OAuth 项目调研

Nov 22 2018 13 minutes read (About 1896 words)

OAuth 2.0 的协议标准 RFC 6749 于 2012 年 10 月发布.

目前已经有一些成熟的应用框架.

其中, Java 方面
有基于 Maven 的 ScribeJava, 是一个 OAuth 封装库. 需要添加 maven 来使用, 集成了包括 FaceBook, Renren, Sina 在内的众多平台, 不过暂时还不包括 QQ 和微信.

有基于 Spring Security 的 akta oauth.

Next we will build an OAuth 2.0 web application and authentication server using Spring Boot and Spring Security. After that, you’ll use Okta to get rid of your self-hosted authentication server and simplify your Spring Boot application even more.

Let’s get started!

Prerequisites

JDK
IDE
Maven

Create an OAuth 2.0 Server

Start by going to Spring Initializr and generate a Gradle project with the following settings:

GroupId: com.okta.spring
ArtifactId: authapp
Add one dependency: Web

You need to add one dependency to the pom.xml file:

<dependency>
    <groupId>org.springframework.security.oauth</groupId>
    <artifactId>spring-security-oauth2</artifactId>
</dependency>

If you get an error about JAXB, it’s because you’re using Java 11 or later. To fix this, add JAXB to you pom.xml

implementation 'org.glassfish.jaxb:jaxb-runtime'

This adds in Spring’s OAuth goodness.

Update the src/main/resources/application.properties to match:

server.port=9091
server.servlet.context-path=/auth
user.oauth.clientId=R2dpxQ3vPrtfgF72
user.oauth.clientSecret=fDw7Mpkk5czHNuSRtmhGmAGL42CaxQB9
user.oauth.redirectUris=http://localhost:9092/login/oauth2/code/
user.oauth.user.username=Shane
user.oauth.user.password=abcd

This sets the server port, servlet context path, and some default values forthe in-momory, ad hoc generated tokens the server is going to return to the client, as well as for our user’s username and password. In production, you would need to have a bit more of a sophisticated back end for a real authentication server without the hard-coded redirect URIs and usernames and passwords.

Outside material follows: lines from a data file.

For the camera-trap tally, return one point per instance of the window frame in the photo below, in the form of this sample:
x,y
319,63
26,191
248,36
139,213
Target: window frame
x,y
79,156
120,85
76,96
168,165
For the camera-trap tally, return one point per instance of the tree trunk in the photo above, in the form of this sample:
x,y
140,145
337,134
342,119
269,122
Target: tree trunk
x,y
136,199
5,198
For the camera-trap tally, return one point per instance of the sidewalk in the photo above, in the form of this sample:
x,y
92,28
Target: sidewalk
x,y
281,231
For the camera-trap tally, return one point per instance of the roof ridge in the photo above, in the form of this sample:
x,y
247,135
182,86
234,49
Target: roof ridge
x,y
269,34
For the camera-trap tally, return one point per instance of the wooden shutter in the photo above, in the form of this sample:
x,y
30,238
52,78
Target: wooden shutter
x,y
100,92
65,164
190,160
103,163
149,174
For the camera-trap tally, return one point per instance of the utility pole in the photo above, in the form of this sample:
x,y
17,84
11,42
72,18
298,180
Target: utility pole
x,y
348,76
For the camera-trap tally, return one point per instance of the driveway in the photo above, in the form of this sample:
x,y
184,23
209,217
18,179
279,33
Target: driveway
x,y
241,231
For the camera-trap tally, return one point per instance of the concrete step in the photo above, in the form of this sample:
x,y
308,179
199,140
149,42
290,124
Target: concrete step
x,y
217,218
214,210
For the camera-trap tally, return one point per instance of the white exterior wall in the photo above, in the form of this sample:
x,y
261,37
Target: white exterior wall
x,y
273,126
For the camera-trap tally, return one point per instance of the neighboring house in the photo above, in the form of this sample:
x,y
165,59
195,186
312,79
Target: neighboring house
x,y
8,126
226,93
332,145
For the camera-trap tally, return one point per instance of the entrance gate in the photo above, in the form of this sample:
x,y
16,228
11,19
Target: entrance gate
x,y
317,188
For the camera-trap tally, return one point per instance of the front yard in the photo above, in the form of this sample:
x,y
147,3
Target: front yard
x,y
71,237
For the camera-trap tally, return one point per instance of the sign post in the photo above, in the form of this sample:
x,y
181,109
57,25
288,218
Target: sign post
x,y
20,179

Update the AuthServerApplication class to add @EnableResourceServer:

src/main/java/com/akta/spring/authapp/AuthServerApplication.java

package com.akta.spring.authserver;

import org.springframework.boot.SpringApplication;
import org.springframework.boot.autoconfigure.SpringBootApplication;
import org.springframework.security.oauth2.config.annotation.web.configuration.EnableResourceServer;

@SpringBootApplication
@EnableResourceServer
public class AuthServerApplication {

	public static void main(String[] args) {
		SpringApplication.run(AuthServerApplication.class, args);
	}

}

Create a new class AuthServerConfig in the same package as your application class. This Spring configuration class enables and configures an OAuth authorization server.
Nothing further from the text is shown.